Yang Hui, Qu Liang, Ni Jianqiang, Wang Mengxi, Huang Youguo
National Laboratory of Biomacromolecules, Institute of Biophysics, Chinese Academy of Sciences, Beijing, PR China.
Mol Membr Biol. 2008 Jan;25(1):58-71. doi: 10.1080/09687680701528697.

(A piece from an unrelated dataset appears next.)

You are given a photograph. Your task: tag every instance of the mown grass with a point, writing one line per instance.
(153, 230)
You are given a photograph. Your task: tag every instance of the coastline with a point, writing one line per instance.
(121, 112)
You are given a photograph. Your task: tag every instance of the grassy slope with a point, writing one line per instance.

Much in vivo and in vitro evidence has shown that the alpha subunits of heterotrimeric GTP-binding proteins (G proteins) exist as oligomers in their base state and disaggregate when being activated. In this article, the influence of palmitoylation modification of Galpha(o) on its oligomerization was explored extensively. Galpha(o) protein was expressed and purified from Escherichia coli strain JM109 cotransformed with pQE60(Galpha(o)) and pBB131(N-myristoyltransferase). Non-denaturing gel electrophoresis analysis revealed that Galpha(o) existed to a small extent as monomers but mostly as oligomers including dimers, trimers, tetramers and pentamers which could disaggregate completely into monomers by GTPgammaS stimulation. Palmitoylated Galpha(o), on the other hand, only present as oligomers that were difficult to disaggregate into monomers. The effect of palmitoylation on oligomerization of Galpha(o) was further investigated by several other biochemical and biophysical methods including gel filtration chromatography, analytical ultracentrifugation and atomic force microscopy analysis. The results consistently demonstrated that palmitoylation facilitated oligomerization of the Galpha(o) protein. Autoradiography indicated that [(14)C]-palmitoylated Galpha(o) would in no case disaggregate into monomers after treatment with GTPgammaS. [(35)S]-GTPgammaS binding activity assay showed that palmitoylated Galpha(o) was saturated at only 7.8 nmol/mg compared to 21.8 nmol/mg for non-palmitoylated Galpha(o). Fluorescent quenching studies using BODIPY FL-GTPgammaS as a probe showed that the conformation of GTP-binding domain of Galpha(o) tended to become more compact after palmitoylation. These results implied that palmitoylation may regulate the GDP/GTP exchange of Galpha(o) by influencing the oligomerization state of Galpha(o) and thereby modulate the on-off switch of the G protein in G protein-coupled signal transduction.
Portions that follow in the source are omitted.